Notice that v represents the scalar(number) and A represents the matrix.

You may prove the requested identity evaluating the inverse of the new matrix `v*A` .

You need to remember that you may evaluate the inverse of a matrix only if its determinant is not equal to zero.
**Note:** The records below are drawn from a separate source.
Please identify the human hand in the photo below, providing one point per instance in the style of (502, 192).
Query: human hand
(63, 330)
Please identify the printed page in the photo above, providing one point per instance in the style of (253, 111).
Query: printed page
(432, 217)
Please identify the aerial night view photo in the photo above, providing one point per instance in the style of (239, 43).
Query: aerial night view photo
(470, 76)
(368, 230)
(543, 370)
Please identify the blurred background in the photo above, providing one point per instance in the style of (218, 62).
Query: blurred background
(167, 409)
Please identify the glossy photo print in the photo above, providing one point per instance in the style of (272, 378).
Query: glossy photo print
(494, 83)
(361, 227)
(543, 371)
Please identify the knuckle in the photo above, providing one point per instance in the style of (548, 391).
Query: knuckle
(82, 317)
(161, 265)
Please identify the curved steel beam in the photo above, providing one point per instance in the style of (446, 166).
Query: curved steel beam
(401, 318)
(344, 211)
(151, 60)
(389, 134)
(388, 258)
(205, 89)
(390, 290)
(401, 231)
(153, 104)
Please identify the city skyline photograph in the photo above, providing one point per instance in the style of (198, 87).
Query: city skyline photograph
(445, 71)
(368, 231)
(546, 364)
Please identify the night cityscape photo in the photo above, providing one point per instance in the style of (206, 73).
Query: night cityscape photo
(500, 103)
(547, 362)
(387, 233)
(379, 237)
Supposing that the determminant of 2x2 matrix A is not zero, yields:

`det A = va*vd - vb*vc => detA = v^2ad - v^2bc`

Factoring out `v^2` yields:

`detA = v^2(ad-bc)`

Since `det A!= 0 =>` there exists `A^(-1)` such that:

`A^(-1) = (1/(det A))((A^t_(11),A^t_(21)),(A^t_(12),A^t_(22)))`

You need to evaluate `A^t_(11)` such that:

`A^t_(11) = (-1)^(1+1)*d ` (you need to remove the terms in column 1 and row 1 and it remains the element d)

`A^t_(11) = d`

`A^t_(12) = (-1)^(1+2)*b ` (you need to remove the terms in column 1 and row 2 and it remains the element b)

`A^t_(12) = -b`

`A^t_(21) = (-1)^(2+1)*c => A^t_(21) = -c`

`A^t_(22) = (-1)^(2+2)*c => A^t_(22) = a`

`A^(-1) = (1/det A)((d,-c),(-b,a))` `=> A^(-1) = 1/(v^2(ad-bc))*((d,-c),(-b,a))`

Notice that you may write `1/det A = (1/v)*(1/(v(ad-bc)))` where `1/v` represents the inverse of the scalar v, but the next factor does not represents `1/ det A` , hence, since `A^(-1) = 1/(det A)*((d,-c),(-b,a)),` the given expression `(v*A)^(-1) = v^(-1)*A^(-1)` does not hold.